Franziskus und ich…

Der Reitsport liegt ihr im Blut: Als Tochter der Dressur- und Vielseitigkeitslegende Reiner Klimke zählt Ingrid Klimke heute zu den erfolgreichsten Reiterinnen Deutschlands. Unzählige Siege im Dressur- und Vielseitigkeitsreiten bei Europa- und Weltmeisterschaften und bei Olympischen Spielen gehen auf das Konto der 54-jährigen.

Bei der diesjährigen WM im dänischen Herning gewann sie mit Hengst Franziskus sogar persönliche Bestleistung und war Siegerin des Grand Prix beim Turnier der Sieger in Münster. Erst vor wenigen Tagen erhielt Ingrid Klimke für ihre Verdienste um den Sport die begehrte Sportplakette des Landes Nordrhein-Westfalen – jetzt freut sie sich auf ihre Masterclass in Aachen.

Ihre Vita ist sehr beeindruckend, die Liste Ihrer sportlichen Erfolge lang. Wenn Sie zuhause im Stall sind: Überkommt einen da manchmal das Gefühl von Dankbarkeit? Vielleicht sogar Demut, dass Sie so viele außergewöhnliche Erfolge erleben dürfen?

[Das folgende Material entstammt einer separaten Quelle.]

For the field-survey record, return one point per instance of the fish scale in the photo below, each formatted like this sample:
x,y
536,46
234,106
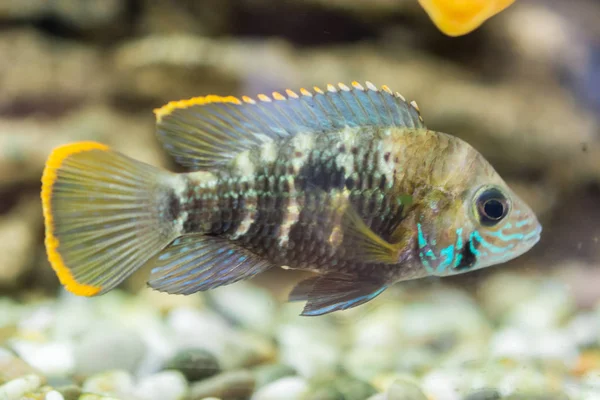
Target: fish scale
x,y
346,182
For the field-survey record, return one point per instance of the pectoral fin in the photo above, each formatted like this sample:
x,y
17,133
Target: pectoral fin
x,y
362,244
332,292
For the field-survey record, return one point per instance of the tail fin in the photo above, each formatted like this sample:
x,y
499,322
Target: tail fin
x,y
105,214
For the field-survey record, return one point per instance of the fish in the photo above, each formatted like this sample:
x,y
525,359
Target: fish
x,y
346,182
460,17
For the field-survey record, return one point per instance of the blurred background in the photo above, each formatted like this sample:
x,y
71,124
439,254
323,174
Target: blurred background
x,y
524,89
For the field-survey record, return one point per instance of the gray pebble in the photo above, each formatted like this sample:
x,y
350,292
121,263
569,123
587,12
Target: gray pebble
x,y
71,392
166,385
483,394
194,363
16,389
265,374
537,396
342,388
248,305
403,389
103,350
115,383
232,385
289,388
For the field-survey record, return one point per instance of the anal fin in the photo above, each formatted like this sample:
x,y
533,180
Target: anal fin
x,y
333,292
197,263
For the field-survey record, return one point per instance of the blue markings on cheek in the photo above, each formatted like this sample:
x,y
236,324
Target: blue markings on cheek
x,y
458,260
530,235
459,238
421,237
447,255
425,263
474,250
487,245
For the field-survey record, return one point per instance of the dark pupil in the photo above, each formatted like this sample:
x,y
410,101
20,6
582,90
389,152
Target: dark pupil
x,y
493,209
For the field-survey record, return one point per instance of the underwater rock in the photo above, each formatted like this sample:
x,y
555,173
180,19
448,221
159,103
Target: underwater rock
x,y
12,367
54,395
202,18
547,309
74,74
82,14
165,302
194,363
17,388
483,394
496,301
50,358
24,151
267,373
309,349
106,349
232,385
19,238
290,388
117,383
247,349
246,304
166,385
341,387
199,328
71,392
366,363
404,389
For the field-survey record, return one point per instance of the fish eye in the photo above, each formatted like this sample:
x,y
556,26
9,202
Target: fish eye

Ich bin oft total gerührt. Ich weiß das alles wirklich zu schätzen und bin richtig glücklich und auch dankbar. Ich bin heute froh, dass ich zu Beginn meiner Karriere den Mut hatte, dem Gefühl zu folgen, dass in der Arbeit mit den Pferden meine Berufung liegt. Klar, ich arbeite sehr viel, aber eben auch sehr gerne. Wenn ich dann das Glück habe, bei der Siegerehrung vorne zu stehen und eine Medaille zu bekommen, denke ich auch oft an meinem Vater. Wenn ich mir vorstelle, dass er von oben zuguckt, beseelt mich das richtig.

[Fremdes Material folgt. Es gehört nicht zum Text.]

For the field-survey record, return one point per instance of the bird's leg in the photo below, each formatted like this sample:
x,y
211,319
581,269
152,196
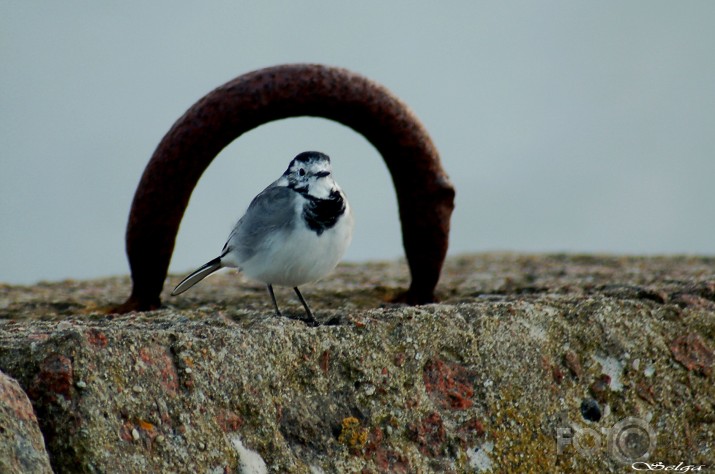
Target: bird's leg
x,y
273,297
311,320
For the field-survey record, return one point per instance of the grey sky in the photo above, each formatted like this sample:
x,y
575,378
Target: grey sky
x,y
565,126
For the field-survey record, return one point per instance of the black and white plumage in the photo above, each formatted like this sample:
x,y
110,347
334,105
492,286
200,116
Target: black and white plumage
x,y
294,232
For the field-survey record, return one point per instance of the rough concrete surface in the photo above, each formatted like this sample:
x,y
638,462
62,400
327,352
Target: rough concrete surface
x,y
529,364
22,448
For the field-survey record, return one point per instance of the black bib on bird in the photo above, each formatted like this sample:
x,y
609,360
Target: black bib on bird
x,y
321,214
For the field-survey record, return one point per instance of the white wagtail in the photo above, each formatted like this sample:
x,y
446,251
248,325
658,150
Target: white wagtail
x,y
294,232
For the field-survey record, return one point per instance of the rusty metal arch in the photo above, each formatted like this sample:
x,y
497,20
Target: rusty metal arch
x,y
424,193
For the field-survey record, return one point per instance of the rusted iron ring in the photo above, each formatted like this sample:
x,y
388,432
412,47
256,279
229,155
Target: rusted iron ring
x,y
425,195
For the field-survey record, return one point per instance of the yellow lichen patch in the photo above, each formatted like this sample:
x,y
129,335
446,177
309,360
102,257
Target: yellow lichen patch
x,y
146,426
519,442
352,434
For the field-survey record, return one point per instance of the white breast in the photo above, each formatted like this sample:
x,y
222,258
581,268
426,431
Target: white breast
x,y
298,256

Auch dieses Jahr waren sie wieder sehr erfolgreich unterwegs, herzlichen Glückwunsch zu Ihren Riesenerfolgen bei der Weltmeisterschaft und in Münster. Wie geht es denn Ihrem Pferd Franziskus, ist er gesund und munter?

Ja, definitiv. Ich glaube, dass Franz die Zeit in Dänemark besonders genossen hat. Er hatte ja das Glück, dass er das einzige Pferd war, das wir dabei hatten. So konnte er ein ganz gutes Wellnessprogramm genießen (lacht). Die Pferde merken ja, wie viel Aufmerksamkeit und Fokus auf ihnen liegt.

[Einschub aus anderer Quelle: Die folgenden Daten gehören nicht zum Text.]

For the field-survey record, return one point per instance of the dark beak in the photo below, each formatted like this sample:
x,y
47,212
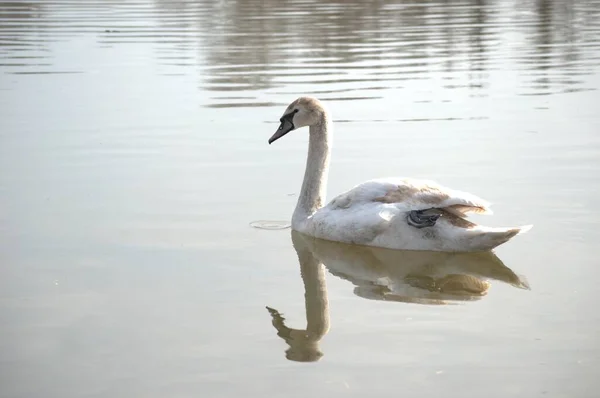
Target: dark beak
x,y
285,127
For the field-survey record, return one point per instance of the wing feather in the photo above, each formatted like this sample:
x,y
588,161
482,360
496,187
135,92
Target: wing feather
x,y
415,195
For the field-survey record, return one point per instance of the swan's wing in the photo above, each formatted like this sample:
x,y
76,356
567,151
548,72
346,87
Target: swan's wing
x,y
413,194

Wie viele Stunden am Tag stehen Sie denn im Stall und auf dem Reitplatz?

Das kommt ganz drauf an. Wenn man die Turnierzeiten mitrechnet, war ich zuletzt 13 Tage lang unterwegs. Komme ich dann mit einem Pferd zurück, warten zuhause natürlich alle anderen Pferde auf mich. Da sind die Tage schnell voll. In aller Regel reite ich bis mittags und fahre danach nach Hause. Ich bin auch mit Leidenschaft Mutter und bin froh, dass meine Familie oft mit dabei ist. Meine ältere Tochter, meine Mutter und meine Brüder unterstützen mich zum Beispiel auch auswärts auf Turnieren. Ich bin einfach ein Familienmensch und empfinde solche Tage dann gar nicht als Arbeit.

War Ihnen denn immer schon klar, dass es sportlich in die Dressur geht? Oder hätten Sie sich zum Beispiel auch einen Einstieg in den Polosport vorstellen können?

Also für Polo fehlt mir definitiv das Ballgefühl (lacht). Aber jede Sportart hat ihren eigenen Reiz. Ich habe früher zum Beispiel voltigiert. Was ich heute auf Turnieren im Voltigier- und auch im Springsport zu sehen bekomme, ist wirklich beeindruckend.

Dieser Sommer war ja wieder sehr heiß. Gibt es für Sie persönlich eine Schmerzgrenze, ab der Sie nicht mehr starten, auch aus Rücksicht auf den Partner Pferd? Oder gibt es dazu offizielle Vorgaben?

Ich stelle oft fest, dass extremes Wetter den Pferden viel weniger zu schaffen macht als und Menschen. Pferde können sich erstaunlich schnell anpassen, nicht nur an die klimatischen Verhältnisse, sondern zum Beispiel auch an Tagesstrukturen. Das erleben wir oft, wenn wir mit den Pferden in andere Zeitzonen reisen. Wenn es besonders heiß ist, reiten wir in den frühen Morgenstunden. Die Pferde zeigen auch von sich aus an, ob sie lieber in den kühlen Stall, oder noch auf der Weide bleiben wollen. So wie bei uns Menschen liebt der eine die Hitze im Sommer, tut sich dafür mit der Kälte im Winter schwer, und umgekehrt.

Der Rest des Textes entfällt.